Hyper-parameter Optimization using Randomized Search

In [None]:
from sklearn.model_selection import RandomizedSearchCV
from sklearn.preprocessing import LabelEncoder
import xgboost as xgb

le = LabelEncoder()
train_y_le = le.fit_transform(train_y)
valid_y_le = le.fit_transform(valid_y)

xgb_model = xgb.XGBClassifier()

param_distr = {
    'learning_rate': [0.01, 0.1, 0.2],
    'max_depth': [3, 4, 5],
    'min_child_weight': [1, 2, 3]
}

random_search = RandomizedSearchCV(estimator=xgb_model, param_distributions=param_distr, n_iter=5)
random_search.fit(train_X_new, train_y_le)

In [12]:
random_search.best_params_

{'min_child_weight': 2, 'max_depth': 5, 'learning_rate': 0.2}

In [13]:
best_xgb_model = random_search.best_estimator_

In [28]:
from sklearn.model_selection import RandomizedSearchCV
from sklearn.svm import SVC

svm = SVC()
param_distr = {'C':[0.1,1,10], 'kernel':['poly', 'linear']}

randomized_search = RandomizedSearchCV(estimator=svm, param_distributions=param_distr, n_iter=5, cv=2)
randomized_search.fit(train_X_new, train_y)

In [29]:
randomized_search.best_params_

{'kernel': 'linear', 'C': 0.1}

In [30]:
best_svm_model = randomized_search.best_estimator_

Cross Validation for xgb model

In [19]:
from sklearn.model_selection import cross_val_score, KFold

# number of splits for k-fold cross-validation
num_splits = 5

kf = KFold(n_splits=num_splits, shuffle=True, random_state=42)
cross_val_scores = cross_val_score(best_xgb_model, train_X_new, train_y_le, cv=kf, scoring='accuracy')

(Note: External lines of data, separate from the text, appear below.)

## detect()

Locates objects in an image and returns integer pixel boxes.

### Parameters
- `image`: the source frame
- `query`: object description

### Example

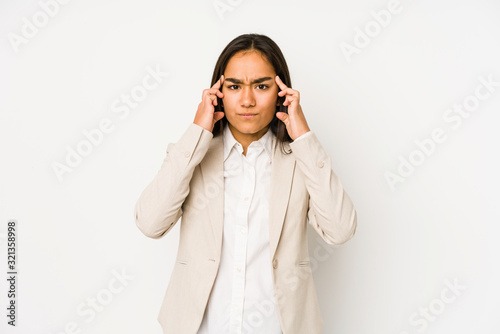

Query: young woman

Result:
[135,34,357,334]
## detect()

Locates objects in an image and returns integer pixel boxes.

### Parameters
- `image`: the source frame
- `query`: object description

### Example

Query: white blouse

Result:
[198,124,311,334]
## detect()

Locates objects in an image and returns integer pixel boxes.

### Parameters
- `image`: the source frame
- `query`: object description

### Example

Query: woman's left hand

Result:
[274,76,310,140]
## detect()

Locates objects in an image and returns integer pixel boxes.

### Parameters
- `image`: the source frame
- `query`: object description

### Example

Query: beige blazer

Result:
[135,123,357,334]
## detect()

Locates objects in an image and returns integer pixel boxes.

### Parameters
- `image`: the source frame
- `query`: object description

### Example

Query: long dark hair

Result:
[210,34,292,154]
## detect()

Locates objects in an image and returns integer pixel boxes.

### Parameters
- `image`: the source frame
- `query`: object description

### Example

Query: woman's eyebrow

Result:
[224,77,273,84]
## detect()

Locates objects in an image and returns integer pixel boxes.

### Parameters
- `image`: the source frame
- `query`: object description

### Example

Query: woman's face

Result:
[222,51,279,144]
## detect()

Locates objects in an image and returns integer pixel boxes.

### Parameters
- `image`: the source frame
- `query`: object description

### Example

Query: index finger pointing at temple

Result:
[212,75,223,89]
[275,76,288,90]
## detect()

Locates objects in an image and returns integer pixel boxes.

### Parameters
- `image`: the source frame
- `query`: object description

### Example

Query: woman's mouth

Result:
[238,114,257,119]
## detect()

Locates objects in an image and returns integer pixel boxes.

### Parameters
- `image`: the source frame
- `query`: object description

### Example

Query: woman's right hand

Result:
[193,75,224,132]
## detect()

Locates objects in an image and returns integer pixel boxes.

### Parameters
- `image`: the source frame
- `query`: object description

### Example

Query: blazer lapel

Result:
[200,134,295,259]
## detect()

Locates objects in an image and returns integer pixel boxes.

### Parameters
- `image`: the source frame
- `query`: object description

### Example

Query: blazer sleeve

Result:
[290,131,357,245]
[134,123,213,239]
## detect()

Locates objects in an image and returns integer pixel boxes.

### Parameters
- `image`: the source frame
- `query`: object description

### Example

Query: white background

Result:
[0,0,500,334]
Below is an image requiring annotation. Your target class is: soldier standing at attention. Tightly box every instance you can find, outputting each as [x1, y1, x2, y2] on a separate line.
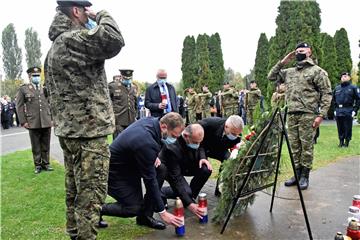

print("Cross-Validation Scores:", cross_val_scores)

Cross-Validation Scores: [0.98685133 0.9865007  0.98597475 0.98527349 0.98562412]


In [20]:
print("Mean Accuracy =",  np.mean(cross_val_scores))
print("Standard Deviation =",  np.std(cross_val_scores))

Mean Accuracy = 0.9860448807854139
Standard Deviation = 0.000571862076798742


Cross Validation for svm model

In [33]:
from sklearn.model_selection import cross_val_score, KFold

# number of splits for k-fold cross-validation
num_splits = 5

kf = KFold(n_splits=num_splits, shuffle=True, random_state=42)
cross_val_scores = cross_val_score(best_svm_model, train_X_new, train_y, cv=kf, scoring='accuracy')

print("Cross-Validation Scores :", cross_val_scores)
print("Mean Accuracy =",  np.mean(cross_val_scores))
print("Standard Deviation =",  np.std(cross_val_scores))

Cross-Validation Scores : [0.99456522 0.99193548 0.99246143 0.99316269 0.99509116]
Mean Accuracy = 0.9934431977559608
Standard Deviation = 0.0012075158034868484


Predicting label 3 values for test data set using xgb model

In [14]:
pred_test_y = best_xgb_model.predict(test_X_new)
pred_test_y.shape

(744,)

In [15]:
test_X_new.shape

(744, 401)

Predicting label 3 values for test data set using svm model

In [31]:
pred_test_y = best_svm_model.predict(test_X_new)
print(pred_test_y.shape)
print(test_X_new.shape)

(744,)
(744, 401)


In [32]:
rows, columns = test_X_new.shape

new_columns = {
    'label_3' : pred_test_y
}

data_frame = pd.DataFrame(new_columns)

csv_file_path = 'test_label_3_new.csv'
data_frame.to_csv(csv_file_path, index=False)